I went down to the gym, remembering to take a towel with me this time (although they only supply bath towels in the room, not hand towels, so I looked a bit of a loon with this enormous sheet of cotton in my hand), and found the place empty. I hopped on the treadmill, put it on for 48 minutes, and started running.

Surprisingly, after a night where I failed to sleep until after 1 in the morning, and a day where I sat still for nine hours, only getting up to gorge on free French fries, I actually ran better than yesterday. As I chugged along at a steady 11 km/h, I felt fine, instead of feeling like I was about to keel over and die. Or throw up over the glass window to the swimming pool.

In fact, when I read my Garmin, which with that wonderful accelerometer in my shoe is able to calculate pace, it turned out the treadmill was miscalibrated, or my high-tech training tool is, because I was running five minute kilometres. I've already complained about the duplicitous, dishonest ways of running machines before, so I was happy to trust my Garmin instead.

My mistrust of the running machine grew stronger at about 35 minutes in; I was going great, getting ready for the last two miles, when without warning the treadmill told me I had a heart rate of 190 bpm, and then went into cool down mode. I thumped at it and played with the controls, but to no avail: it wanted me to do 3km/h on the flat, and my choice was irrelevant.

I stopped it, started it again at 12 km/h. It was ok for a minute, then went back to cool down. All these manner of simple, intuitive user interfaces mean little when the dratted thing can't reliably give you a 12 km-per-hour road to run on. I had another go at it, tricked it into thinking I wanted to run for 2 hours, and then floored it for my last half mile: 9.76 km in 50 minutes and 32 seconds, which would be a lamentable 10k time for me if I was in a race, but just about acceptable as a mid-week tune up a few weeks before the marathon.
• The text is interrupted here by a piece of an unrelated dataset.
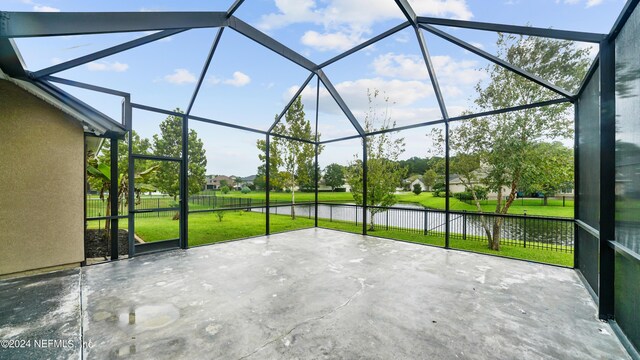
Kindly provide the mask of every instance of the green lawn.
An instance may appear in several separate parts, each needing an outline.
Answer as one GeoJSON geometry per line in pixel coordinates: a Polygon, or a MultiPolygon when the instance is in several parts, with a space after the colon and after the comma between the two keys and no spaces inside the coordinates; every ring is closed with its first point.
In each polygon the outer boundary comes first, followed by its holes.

The marathon is in Osaka, so it was appropriate that after a day festering, yesterday's running kit makes the room smell of cheap Japanese food. It hadn't dried much, so I turned the fan on the air con to full blast and hoped that would dry things out, then went downstairs to eat a pizza at the restaurant. (The restaurant that I upbraided people for frequenting last night on Tripadvisor, on the basis you should seek out a more authentic Singaporean experience than a pizza. Hypocritical? Misguided? Pretentious? Hungry? Whatever.)

Figuring that might set me two steps back for one step forward, I ordered pasta instead, the fettucine being the only thing on the menu not named after a pop music icon. Which was confusing: why name a pizza after Alannis Morissette, note on the menu that she's vegan, and then include mozzarella as a topping? The drinks were musically themed too (and the drinks menu was pasted onto a 12" record they'd ruined specially for this purpose) but as some exercise in the Theatre of the Absurd, this musicallyy-themed restaurant was funereally silent. Yes, there was a stereo by the doorway, with a big stack of records, but it remained off the whole time I was in there.

When I started to think the air conditioner was singing at me, I knew it was time to clear off.